Researchers have found that a strong social motive, such as improvements to health or treatment, in addition to clearly defining the purpose of research, are key motivating factors for personal data donation [47], whereas using health data for insurance, marketing purposes, or commercial exploitation is unacceptable to the public [23]. This was reflected in the unstructured answers from the LifeInfo Survey.
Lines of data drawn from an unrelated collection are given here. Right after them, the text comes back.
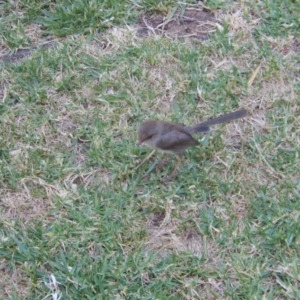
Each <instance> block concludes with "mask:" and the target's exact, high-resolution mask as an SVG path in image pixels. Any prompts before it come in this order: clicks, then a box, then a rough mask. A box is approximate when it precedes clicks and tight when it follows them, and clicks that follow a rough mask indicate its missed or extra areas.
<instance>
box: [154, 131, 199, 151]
mask: <svg viewBox="0 0 300 300" xmlns="http://www.w3.org/2000/svg"><path fill="white" fill-rule="evenodd" d="M198 144H199V143H198V142H197V141H196V140H195V139H194V138H193V137H192V136H191V135H189V134H188V133H187V132H185V131H179V130H172V131H169V132H168V133H165V134H164V135H163V136H162V137H161V138H160V139H159V140H158V141H157V144H156V146H157V147H158V148H160V149H162V150H165V151H172V152H175V153H179V152H182V151H184V150H185V149H186V148H188V147H191V146H195V145H198Z"/></svg>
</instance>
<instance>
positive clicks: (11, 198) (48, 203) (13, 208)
mask: <svg viewBox="0 0 300 300" xmlns="http://www.w3.org/2000/svg"><path fill="white" fill-rule="evenodd" d="M25 190H26V189H25ZM51 206H52V204H51V203H50V202H49V201H47V200H45V199H43V198H41V197H33V196H31V195H30V193H29V192H26V191H22V192H13V191H10V190H6V191H3V193H0V213H1V217H2V220H6V221H8V222H9V221H11V220H14V219H19V220H20V221H22V222H23V223H24V224H31V223H32V221H34V220H36V219H38V218H43V217H45V216H46V215H47V213H48V211H49V208H50V207H51Z"/></svg>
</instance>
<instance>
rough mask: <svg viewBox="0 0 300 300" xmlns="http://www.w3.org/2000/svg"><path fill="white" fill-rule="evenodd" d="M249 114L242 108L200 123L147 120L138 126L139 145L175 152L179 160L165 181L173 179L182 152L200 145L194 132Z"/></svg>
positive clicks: (178, 162) (174, 175) (154, 148)
mask: <svg viewBox="0 0 300 300" xmlns="http://www.w3.org/2000/svg"><path fill="white" fill-rule="evenodd" d="M245 116H247V110H246V109H241V110H238V111H235V112H233V113H229V114H225V115H221V116H219V117H217V118H214V119H210V120H208V121H205V122H203V123H200V124H196V125H192V126H185V125H184V124H181V123H173V122H164V121H155V120H147V121H145V122H144V123H143V124H142V125H141V126H140V127H139V128H138V143H137V144H138V146H140V145H141V144H143V145H146V146H148V147H150V148H152V149H157V150H160V151H163V152H165V153H167V154H170V153H171V154H175V155H176V157H177V159H178V161H177V164H176V166H175V168H174V170H173V172H172V173H171V175H170V176H168V177H167V178H166V179H165V180H164V182H167V181H169V180H171V179H172V178H173V177H174V176H175V175H176V170H177V168H178V166H179V164H180V163H181V160H182V152H184V150H186V149H187V148H188V147H192V146H196V145H199V142H198V141H196V140H195V139H194V138H193V137H192V134H196V133H199V132H208V131H209V130H210V126H212V125H216V124H220V123H225V122H229V121H232V120H236V119H239V118H243V117H245ZM167 159H168V155H167V156H166V157H165V158H164V159H163V160H162V161H161V163H160V164H159V165H158V168H160V167H162V166H163V165H164V164H165V162H166V161H167Z"/></svg>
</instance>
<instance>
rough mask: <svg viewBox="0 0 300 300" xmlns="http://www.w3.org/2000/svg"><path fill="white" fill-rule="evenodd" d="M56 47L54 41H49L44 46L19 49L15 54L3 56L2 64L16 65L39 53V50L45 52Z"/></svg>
mask: <svg viewBox="0 0 300 300" xmlns="http://www.w3.org/2000/svg"><path fill="white" fill-rule="evenodd" d="M54 45H55V42H54V41H49V42H47V43H45V44H43V45H39V46H37V47H32V48H29V49H18V50H17V51H16V52H15V53H14V54H6V55H3V56H0V63H5V62H7V63H15V62H18V61H20V60H22V59H23V58H26V57H28V56H30V55H32V53H33V52H34V51H37V50H39V49H43V50H47V49H49V48H52V47H53V46H54Z"/></svg>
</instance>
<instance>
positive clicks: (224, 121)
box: [184, 109, 247, 134]
mask: <svg viewBox="0 0 300 300" xmlns="http://www.w3.org/2000/svg"><path fill="white" fill-rule="evenodd" d="M246 116H247V110H246V109H241V110H238V111H235V112H233V113H229V114H225V115H221V116H219V117H216V118H214V119H210V120H208V121H205V122H203V123H200V124H196V125H192V126H185V127H184V129H185V130H186V131H187V132H188V133H189V134H194V133H200V132H208V131H209V130H210V126H212V125H216V124H221V123H226V122H229V121H233V120H236V119H240V118H243V117H246Z"/></svg>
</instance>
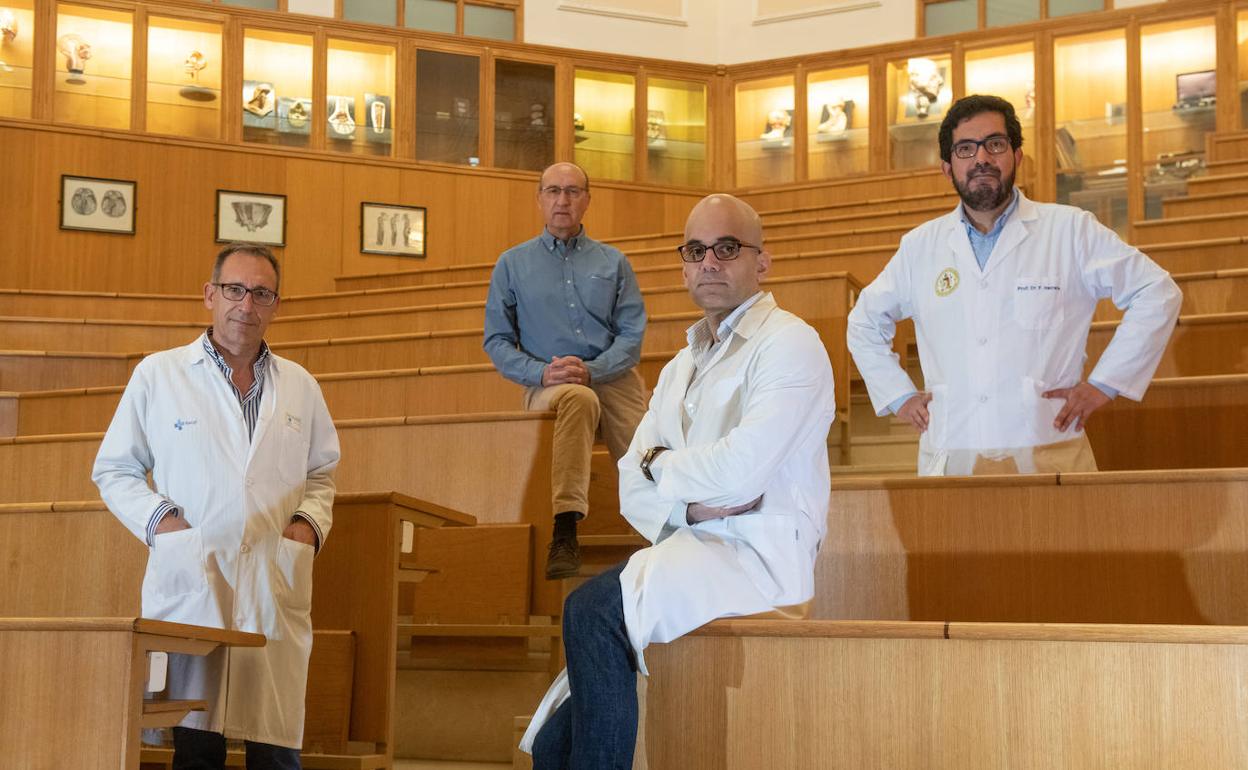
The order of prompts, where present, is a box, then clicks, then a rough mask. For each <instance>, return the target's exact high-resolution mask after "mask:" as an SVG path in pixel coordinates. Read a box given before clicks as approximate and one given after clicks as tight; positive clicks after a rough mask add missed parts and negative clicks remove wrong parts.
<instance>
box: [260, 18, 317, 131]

A respondent answered that they would be supportive “if the data fed into important public health or similar research and was not used to further commercial gains by these giants of commerce” (HA4).

Again, although LDA separates topics, they are connected, and the involvement of private companies creates concerns about whether these entities will be able to access health data for profit once linked.

Control and consent for health data being used for research have been found to be key for public acceptance [25]. A respondent answered that the data “has to be linked to a condition or specific research project with additional approval provided in advance” (HA2).

This is something that can be adapted into the research process, allowing participants to consent to or deny the use of their data, given the specifications of the study.

In addition to a desire for more understanding, another thematic category was identified of individuals who did not understand the reason or relevance of data linkage (SC13 and SC10). For example, one respondent said, “Do not see any reason why they should be linked” (SC10).

These topics were only produced when modeling the store loyalty card question, although topic HA5 also encompassed responses that stated data are not relevant. This perhaps indicates that respondents found the link between purchasing and health to be less relevant than fitness tracking and health.